Thursday, May 5, 2011

EOC: Week 5: Sony Sleuths

With all the "Big Brother"-type of monitoring constantly happening in today's modern society, you'd think that a huge company like Sony would realize it was being hacked, and by whom, before over 100 million gamers' personal information was stolen. Obviously not.
Sony said it was "victim of a very carefully planned, very professional, highly sophisticated criminal cyber attack designed to steal personal and credit card information for illegal purposes." (http://tinyurl.com/3b8quok)
The big question is: How is this going to affect Sony and its millions of customers?

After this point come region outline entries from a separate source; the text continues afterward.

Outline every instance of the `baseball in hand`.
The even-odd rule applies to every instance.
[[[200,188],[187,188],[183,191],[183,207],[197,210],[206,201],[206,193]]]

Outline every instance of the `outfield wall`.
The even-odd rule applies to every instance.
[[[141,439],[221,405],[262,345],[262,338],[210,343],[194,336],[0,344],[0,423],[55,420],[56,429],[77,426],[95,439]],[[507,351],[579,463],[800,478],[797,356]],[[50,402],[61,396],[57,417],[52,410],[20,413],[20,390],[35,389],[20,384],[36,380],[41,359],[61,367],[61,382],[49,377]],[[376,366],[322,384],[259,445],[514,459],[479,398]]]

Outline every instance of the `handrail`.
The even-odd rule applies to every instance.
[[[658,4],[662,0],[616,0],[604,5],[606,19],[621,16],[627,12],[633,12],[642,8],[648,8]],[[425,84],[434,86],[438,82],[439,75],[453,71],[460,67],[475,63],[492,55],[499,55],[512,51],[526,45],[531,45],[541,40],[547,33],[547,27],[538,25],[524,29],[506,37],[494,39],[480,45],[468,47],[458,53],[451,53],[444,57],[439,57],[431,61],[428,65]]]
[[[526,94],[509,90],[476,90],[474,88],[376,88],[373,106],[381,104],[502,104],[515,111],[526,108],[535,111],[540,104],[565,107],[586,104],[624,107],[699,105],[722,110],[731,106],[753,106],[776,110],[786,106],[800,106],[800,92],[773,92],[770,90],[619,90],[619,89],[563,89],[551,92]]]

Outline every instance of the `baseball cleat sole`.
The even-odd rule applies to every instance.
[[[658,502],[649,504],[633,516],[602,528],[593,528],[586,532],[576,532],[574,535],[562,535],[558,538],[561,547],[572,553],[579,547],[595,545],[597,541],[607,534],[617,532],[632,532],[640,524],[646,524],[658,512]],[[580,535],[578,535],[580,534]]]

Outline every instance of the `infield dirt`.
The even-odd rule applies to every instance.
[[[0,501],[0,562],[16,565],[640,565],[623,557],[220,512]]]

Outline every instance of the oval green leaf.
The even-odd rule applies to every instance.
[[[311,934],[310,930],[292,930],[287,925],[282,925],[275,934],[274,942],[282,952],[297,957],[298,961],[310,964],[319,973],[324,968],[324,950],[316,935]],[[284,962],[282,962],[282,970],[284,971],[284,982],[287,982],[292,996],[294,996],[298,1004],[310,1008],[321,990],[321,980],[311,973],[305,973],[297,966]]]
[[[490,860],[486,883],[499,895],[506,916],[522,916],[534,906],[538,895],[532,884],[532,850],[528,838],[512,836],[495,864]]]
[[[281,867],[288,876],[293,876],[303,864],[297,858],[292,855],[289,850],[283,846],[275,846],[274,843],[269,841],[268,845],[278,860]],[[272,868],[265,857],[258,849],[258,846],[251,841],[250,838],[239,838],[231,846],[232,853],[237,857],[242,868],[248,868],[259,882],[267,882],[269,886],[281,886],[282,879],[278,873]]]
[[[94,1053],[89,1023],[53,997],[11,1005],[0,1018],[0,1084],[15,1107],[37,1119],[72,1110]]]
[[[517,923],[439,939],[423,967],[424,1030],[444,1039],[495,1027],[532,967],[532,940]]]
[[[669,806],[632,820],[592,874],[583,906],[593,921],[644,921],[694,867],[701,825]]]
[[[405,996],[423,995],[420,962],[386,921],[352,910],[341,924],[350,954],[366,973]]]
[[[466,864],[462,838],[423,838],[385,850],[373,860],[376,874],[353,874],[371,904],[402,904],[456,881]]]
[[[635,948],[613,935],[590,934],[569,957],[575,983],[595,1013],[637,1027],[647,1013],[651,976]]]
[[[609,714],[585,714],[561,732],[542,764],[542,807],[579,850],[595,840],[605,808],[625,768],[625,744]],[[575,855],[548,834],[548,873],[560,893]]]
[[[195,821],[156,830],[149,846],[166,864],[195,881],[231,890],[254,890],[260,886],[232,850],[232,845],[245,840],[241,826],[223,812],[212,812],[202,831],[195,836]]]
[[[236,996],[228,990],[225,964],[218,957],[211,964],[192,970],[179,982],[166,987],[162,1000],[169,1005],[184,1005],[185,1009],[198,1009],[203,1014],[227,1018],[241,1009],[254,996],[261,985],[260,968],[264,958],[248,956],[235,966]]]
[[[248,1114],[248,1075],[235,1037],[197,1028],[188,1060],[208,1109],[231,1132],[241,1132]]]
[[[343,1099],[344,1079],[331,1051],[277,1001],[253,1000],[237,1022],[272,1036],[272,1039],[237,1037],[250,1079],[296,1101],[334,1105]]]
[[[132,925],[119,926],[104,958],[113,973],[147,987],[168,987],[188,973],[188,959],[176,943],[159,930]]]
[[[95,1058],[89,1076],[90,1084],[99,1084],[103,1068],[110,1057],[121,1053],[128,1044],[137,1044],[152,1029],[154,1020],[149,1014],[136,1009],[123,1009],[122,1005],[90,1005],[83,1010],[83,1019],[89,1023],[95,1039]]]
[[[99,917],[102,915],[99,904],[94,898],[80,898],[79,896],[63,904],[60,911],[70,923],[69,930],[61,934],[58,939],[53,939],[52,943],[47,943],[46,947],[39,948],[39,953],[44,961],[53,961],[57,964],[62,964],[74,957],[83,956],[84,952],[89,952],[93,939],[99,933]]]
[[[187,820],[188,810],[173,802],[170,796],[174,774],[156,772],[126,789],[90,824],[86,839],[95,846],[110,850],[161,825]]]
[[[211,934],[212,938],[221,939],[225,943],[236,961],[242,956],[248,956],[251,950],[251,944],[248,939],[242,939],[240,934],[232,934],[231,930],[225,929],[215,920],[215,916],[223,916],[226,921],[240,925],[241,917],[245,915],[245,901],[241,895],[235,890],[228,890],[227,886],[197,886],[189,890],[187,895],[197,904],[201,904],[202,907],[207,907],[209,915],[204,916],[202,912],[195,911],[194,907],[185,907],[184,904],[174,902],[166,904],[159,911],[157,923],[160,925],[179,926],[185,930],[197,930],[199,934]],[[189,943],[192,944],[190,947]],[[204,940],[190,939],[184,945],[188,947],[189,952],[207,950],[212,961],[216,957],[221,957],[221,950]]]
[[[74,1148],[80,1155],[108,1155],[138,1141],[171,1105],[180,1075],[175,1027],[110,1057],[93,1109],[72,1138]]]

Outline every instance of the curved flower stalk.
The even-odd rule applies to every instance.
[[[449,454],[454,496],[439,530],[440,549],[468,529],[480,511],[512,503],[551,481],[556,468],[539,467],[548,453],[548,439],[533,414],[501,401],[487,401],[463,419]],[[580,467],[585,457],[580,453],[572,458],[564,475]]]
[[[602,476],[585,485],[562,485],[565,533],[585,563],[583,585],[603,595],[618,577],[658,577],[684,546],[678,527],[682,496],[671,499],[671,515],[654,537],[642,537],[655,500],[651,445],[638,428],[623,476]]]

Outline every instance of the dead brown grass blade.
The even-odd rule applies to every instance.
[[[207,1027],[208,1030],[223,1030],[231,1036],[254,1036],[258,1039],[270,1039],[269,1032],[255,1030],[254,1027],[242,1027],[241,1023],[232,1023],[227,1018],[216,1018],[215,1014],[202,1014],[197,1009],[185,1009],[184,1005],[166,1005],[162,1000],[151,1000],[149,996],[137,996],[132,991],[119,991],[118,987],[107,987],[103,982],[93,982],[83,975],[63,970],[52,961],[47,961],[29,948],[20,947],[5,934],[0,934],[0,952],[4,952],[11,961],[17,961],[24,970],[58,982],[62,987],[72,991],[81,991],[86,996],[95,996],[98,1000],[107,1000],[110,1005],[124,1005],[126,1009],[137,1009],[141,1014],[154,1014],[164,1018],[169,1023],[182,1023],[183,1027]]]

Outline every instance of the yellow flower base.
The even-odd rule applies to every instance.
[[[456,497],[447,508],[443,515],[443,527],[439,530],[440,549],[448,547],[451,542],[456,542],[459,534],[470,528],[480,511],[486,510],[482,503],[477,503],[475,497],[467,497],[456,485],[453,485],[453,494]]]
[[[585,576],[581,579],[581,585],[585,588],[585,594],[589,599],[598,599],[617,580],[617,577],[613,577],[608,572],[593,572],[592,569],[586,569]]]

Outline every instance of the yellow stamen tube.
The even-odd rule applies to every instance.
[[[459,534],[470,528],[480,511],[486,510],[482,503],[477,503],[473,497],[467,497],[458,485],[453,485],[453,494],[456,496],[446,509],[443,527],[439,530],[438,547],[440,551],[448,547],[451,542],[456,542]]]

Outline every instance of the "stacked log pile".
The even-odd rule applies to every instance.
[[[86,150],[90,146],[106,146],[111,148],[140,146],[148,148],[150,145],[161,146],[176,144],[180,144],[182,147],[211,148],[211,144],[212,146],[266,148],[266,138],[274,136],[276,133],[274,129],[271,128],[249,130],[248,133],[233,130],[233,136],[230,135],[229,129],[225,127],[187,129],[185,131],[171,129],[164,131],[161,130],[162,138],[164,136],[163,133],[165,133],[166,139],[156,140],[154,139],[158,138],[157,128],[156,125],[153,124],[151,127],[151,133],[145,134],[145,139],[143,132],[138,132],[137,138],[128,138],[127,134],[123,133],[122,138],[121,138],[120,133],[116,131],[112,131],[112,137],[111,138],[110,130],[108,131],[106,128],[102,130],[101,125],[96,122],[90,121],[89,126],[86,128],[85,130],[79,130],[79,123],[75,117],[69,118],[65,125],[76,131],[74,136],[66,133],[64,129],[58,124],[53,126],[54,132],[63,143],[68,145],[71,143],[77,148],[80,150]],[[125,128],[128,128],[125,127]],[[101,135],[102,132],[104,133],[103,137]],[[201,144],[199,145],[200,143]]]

If I were one of the many whose information was hacked, you can bet that I would think twice before playing another game on my PlayStation. I'm not going to risk having my personal information, including my credit card, stolen again. This might cause a dramatic decline in Sony's sales and market value. A blow of this magnitude is just too great to be taken lightly. This might also in turn affect other video game companies, such as Microsoft. I mean, if the maker of one of the highest-grossing gaming consoles (the Playstation) can't protect its customers' privacy anymore, who can?
The bottom line is that Sony needs to somehow rectify this situation, if that's at all possible, to its customers. It needs to instill within its customers a sense of safety, that their privacy will never be invaded like this again. Maybe then Sony could recover from this [stealthy] debacle.